This weekend, half of the audience watching the Super Bowl will be women. As the NFL has tried to figure out how to better engage and serve those female fans, one team has had a head start—the Kansas City Chiefs.
A few weeks ago, Kansas City Chiefs CMO Lara Krug came by Fortune‘s offices on a trip to New York. While the Chiefs didn’t make the Super Bowl this year, the rest of the league is still watching the team for tips on how to tap into the female fan base.
“The reality is that there were actually just as many female fans pre-Taylor Swift as there were perhaps after,” Krug says of her team’s most famous fan. “I just don’t think they were as prioritized in terms of how brands and clubs and leagues were thinking about their product offerings to them.”
So what’s different now? Merch collaborations are the “lowest lift” way to engage female fans. Partnerships with Abercrombie, Zara, and other brands are reaching her where she’s already shopping—rather than requiring her to buy gear from the team store.

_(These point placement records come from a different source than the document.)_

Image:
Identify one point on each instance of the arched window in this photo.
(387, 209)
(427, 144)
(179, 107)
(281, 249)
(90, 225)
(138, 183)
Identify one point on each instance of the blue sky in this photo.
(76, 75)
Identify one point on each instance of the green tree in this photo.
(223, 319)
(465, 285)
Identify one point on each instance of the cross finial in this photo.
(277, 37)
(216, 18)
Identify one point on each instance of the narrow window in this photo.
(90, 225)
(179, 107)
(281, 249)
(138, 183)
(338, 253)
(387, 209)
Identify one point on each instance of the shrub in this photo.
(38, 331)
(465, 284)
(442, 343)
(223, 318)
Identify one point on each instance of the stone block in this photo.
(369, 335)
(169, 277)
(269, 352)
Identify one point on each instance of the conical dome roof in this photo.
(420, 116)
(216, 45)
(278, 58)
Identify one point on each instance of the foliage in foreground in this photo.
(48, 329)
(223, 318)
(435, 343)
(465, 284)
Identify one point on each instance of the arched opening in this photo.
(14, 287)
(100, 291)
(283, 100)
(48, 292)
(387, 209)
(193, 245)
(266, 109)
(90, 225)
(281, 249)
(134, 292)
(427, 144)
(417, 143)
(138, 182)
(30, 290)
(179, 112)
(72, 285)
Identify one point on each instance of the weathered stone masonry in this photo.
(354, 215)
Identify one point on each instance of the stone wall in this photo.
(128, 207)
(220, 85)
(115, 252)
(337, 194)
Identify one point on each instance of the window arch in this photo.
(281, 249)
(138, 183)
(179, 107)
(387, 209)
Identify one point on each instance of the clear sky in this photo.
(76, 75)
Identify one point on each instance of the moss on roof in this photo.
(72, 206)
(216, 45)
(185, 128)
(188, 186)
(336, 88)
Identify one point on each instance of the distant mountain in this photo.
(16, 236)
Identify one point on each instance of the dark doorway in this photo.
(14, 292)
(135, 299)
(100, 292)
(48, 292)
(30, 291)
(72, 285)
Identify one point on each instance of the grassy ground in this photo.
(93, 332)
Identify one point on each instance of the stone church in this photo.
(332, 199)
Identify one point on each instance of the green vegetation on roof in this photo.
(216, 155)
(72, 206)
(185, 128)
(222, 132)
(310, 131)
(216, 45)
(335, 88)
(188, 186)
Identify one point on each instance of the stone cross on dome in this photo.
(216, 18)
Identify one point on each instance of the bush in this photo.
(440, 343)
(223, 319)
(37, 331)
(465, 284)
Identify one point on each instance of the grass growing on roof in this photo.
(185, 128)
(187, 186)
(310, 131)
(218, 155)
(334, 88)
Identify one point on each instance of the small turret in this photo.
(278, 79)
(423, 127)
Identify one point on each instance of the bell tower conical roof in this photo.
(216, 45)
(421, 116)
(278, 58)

The Chiefs have been focused on the “millennial mom” who might be bringing her kids to games. “Bringing your kids for a six-hour game or four-hour game—that’s a long commitment,” Krug explains. Nursing rooms in stadiums, tailgate suites for rental (rather than just a parking lot) can all make that a more appealing prospect for her (and make it feel like she’s getting her money’s worth after shelling out for tickets for the whole family).